Yesterday I went into Omiya, Saitama to meet my friend Kaori. I finally managed to take the bus to Takasaki station, so I didn’t have to tackle the 30 minute walk this morning. It did mean that I had to leave the house at 9:30 in order to be on time to meet her at 1p.m. though…
The bus route was kind of nice. There were lots of grannies who got on and off the bus, but it was kind of like a mini-bus and not really all that crowded. The baby seemed to enjoy it too and was kicking all the way – although I was listening to my I-Pod, so could have been that. Anyway, 45 minutes of rice fields later, I got to the station and then took the train for an hour and a half to Omiya.

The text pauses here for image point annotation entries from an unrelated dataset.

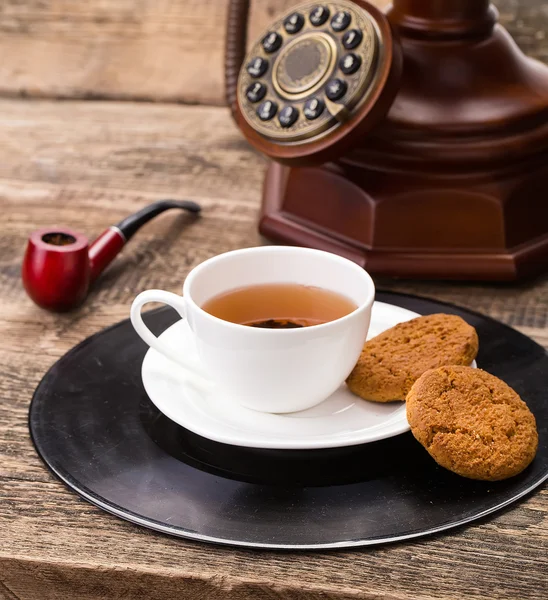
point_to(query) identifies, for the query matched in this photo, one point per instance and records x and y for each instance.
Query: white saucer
(341, 420)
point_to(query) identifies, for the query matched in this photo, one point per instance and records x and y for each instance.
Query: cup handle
(178, 303)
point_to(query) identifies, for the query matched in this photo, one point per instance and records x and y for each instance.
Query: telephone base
(474, 228)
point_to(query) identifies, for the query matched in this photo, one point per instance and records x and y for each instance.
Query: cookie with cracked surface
(472, 423)
(391, 362)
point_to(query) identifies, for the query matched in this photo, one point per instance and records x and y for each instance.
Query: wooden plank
(167, 50)
(111, 160)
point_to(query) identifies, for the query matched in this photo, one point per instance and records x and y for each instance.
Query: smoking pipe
(60, 264)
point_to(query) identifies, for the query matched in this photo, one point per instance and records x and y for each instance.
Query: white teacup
(268, 370)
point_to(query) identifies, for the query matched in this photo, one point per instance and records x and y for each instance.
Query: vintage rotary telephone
(414, 142)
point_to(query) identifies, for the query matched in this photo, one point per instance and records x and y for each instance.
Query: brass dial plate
(302, 67)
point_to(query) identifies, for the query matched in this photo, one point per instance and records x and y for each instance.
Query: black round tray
(95, 428)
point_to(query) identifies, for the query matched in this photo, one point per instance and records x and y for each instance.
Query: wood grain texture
(112, 159)
(167, 50)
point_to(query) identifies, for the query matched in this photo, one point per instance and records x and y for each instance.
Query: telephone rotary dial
(434, 170)
(316, 79)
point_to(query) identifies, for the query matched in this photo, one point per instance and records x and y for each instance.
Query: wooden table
(88, 165)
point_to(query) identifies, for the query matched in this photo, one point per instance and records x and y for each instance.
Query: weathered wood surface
(168, 50)
(88, 165)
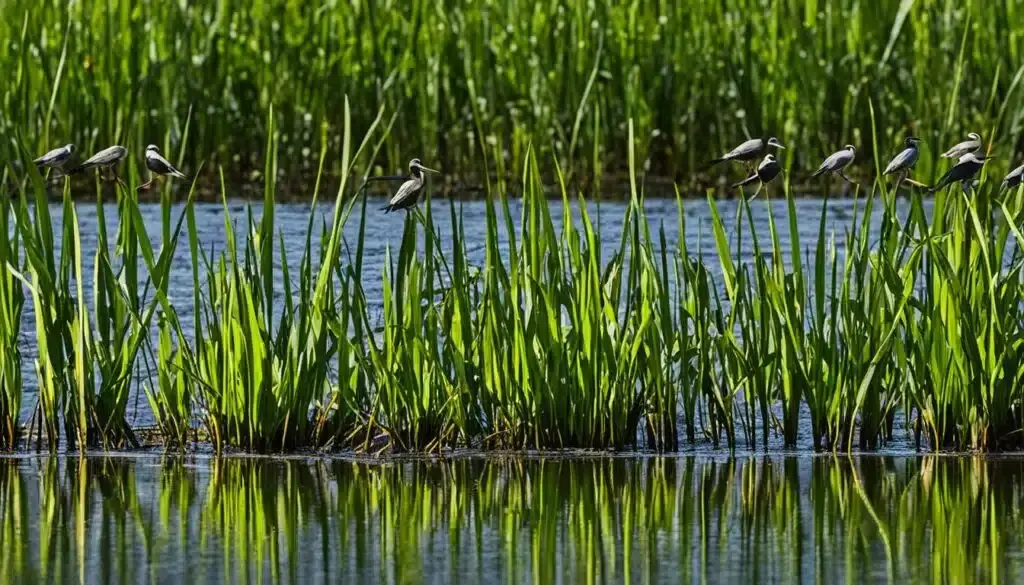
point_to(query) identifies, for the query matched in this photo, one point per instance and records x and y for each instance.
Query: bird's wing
(159, 164)
(962, 149)
(960, 171)
(407, 190)
(752, 145)
(833, 162)
(48, 157)
(904, 160)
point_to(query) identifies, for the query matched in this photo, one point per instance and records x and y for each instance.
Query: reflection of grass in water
(559, 341)
(779, 519)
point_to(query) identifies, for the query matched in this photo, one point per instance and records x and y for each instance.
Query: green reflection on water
(778, 519)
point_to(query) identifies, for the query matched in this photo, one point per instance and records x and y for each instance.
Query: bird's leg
(114, 171)
(148, 183)
(761, 185)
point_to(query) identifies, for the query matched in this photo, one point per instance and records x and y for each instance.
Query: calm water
(694, 519)
(384, 231)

Omiya is in the next prefecture and is fairly big, as the bullet train stops there and it’s fairly accessible to Tokyo. Just like Takasaki, the bullet train is responsible for much of the city’s growth. So we went to lunch at Capricciosa, which has a lunch set for 980 yen, including a pasta dish, salad, and an unlimited focaccia and drink bar. Kaori’s planning to go to England in August to study. She’d rather do an internship, but it’s tricky to find that without going through an expensive agency. She seems to be getting on ok though. I’ve been trying to help her, but can only really help out with language and areas. She contacted the British Council but of course they can only give information, not recommendations. Going through G.E.O.S. would be futile, because their Overseas section never recommend the U.K.
We talked about the fact that language is not the only problem, but how to communicate a point. Kaori’s found that she often gets slated in Japan because she’s started to communicate in an English way, that is, she’ll start with her point directly and then talk about the details. In Japanese, it’s usual to start with seemingly irrelevant details and then move onto the point, so her Japanese co-workers often get annoyed with her.
On the other hand, it seems that I have started to communicate in a Japanese way. When I was at the City Office a few months ago, I had to call the immigration bureau to ask about how to change the name in my passport, and they told me to call the embassy. When I called the embassy, I should have said:
“Hello, I’m a British Citizen who just married a Japanese Citizen and would like to know how I can change my name.”
What I actually said was:
“Hello, I’m now at the City Hall with my husband.”
Of course the woman on the other end of the phone (who was Japanese, but who I was speaking English too) was confused by the Japanese communication style in English, and got quite ratty. Most of the Japanese employees at the Embassy are really snappy, but that could also be because I’m used to the false niceness and maybe they only display that with a Japanese system of communication…
So all in all, Kaori will be fine when she goes to the U.K. and I will not be.
So after a brief wander around the shops and another cafe stop, we headed back to the station. Stupidly, we’d hit rush hour and it was six o’clock. Kaori got on the train back to Tokyo, and I got on the train back to Gunma (which was way more crowded with everyone commuting home from Tokyo). There are technically “priority seats” on the train. Above these seats is a huge sticker displaying a man with a pacemaker, a man with a walking stick, A woman carrying a child in her arms, and a pregnant woman. Now I’ve suddenly started putting on weight and my stomach is obviously pregnant in my mind. Added to this, I have a tag on my bag which displays a picture of a pregnant woman and says, “I am Mom”. So I thrust my stomach in their faces and my bag (holding the tag) and NOBODY got up. As far as I could see, from the six available seats, there was only one person who really should have been sitting there. Now I’ve sat on those seats before when the train is crowded, but I would always get up for an old biddy or anyone who fitted the description of the pictures detailed above. They all pretended to sleep or read. I felt quite disheartened. So I stood there for about 30 minutes until someone got off. Then when I sat down, the girl next to me looked annoyed because my huge bum was touching hers. I could have slapped her.
When we got closer to home, the sky suddenly turned purple and there was the most amazing thunderstorm. This worried me a bit, because I had no umbrella and my shoes were made of wool. It stopped about 20 minutes later though. The day had been really hot and humid, so it was inevitable really.
Anyway, I finally got to Takasaki station, and half ran for the last bus (at 7:20p.m….). Just seconds before I got there, it pulled away. I’d thought there was another at 8p.m., but then I realised it was going to a different station, so I went back to catch another train. Again, nobody offered me their seat..So I got to the station and did the 30 minute walk, which was really draining. I finally got home at 8:30, which meant I’d been out for 11 hours. Since I’d been so tired from the day before, I was really exhausted.
Yusuke was doing overtime and didn’t get home until 10:30p.m., so I was supposed to eat dinner alone, but I couldn’t be bothered to move from the settee..I ended up going to bed at about 1a.m., largely because of the messenger, but it was really nice to chat to everyone. I slept the sleep of the dead.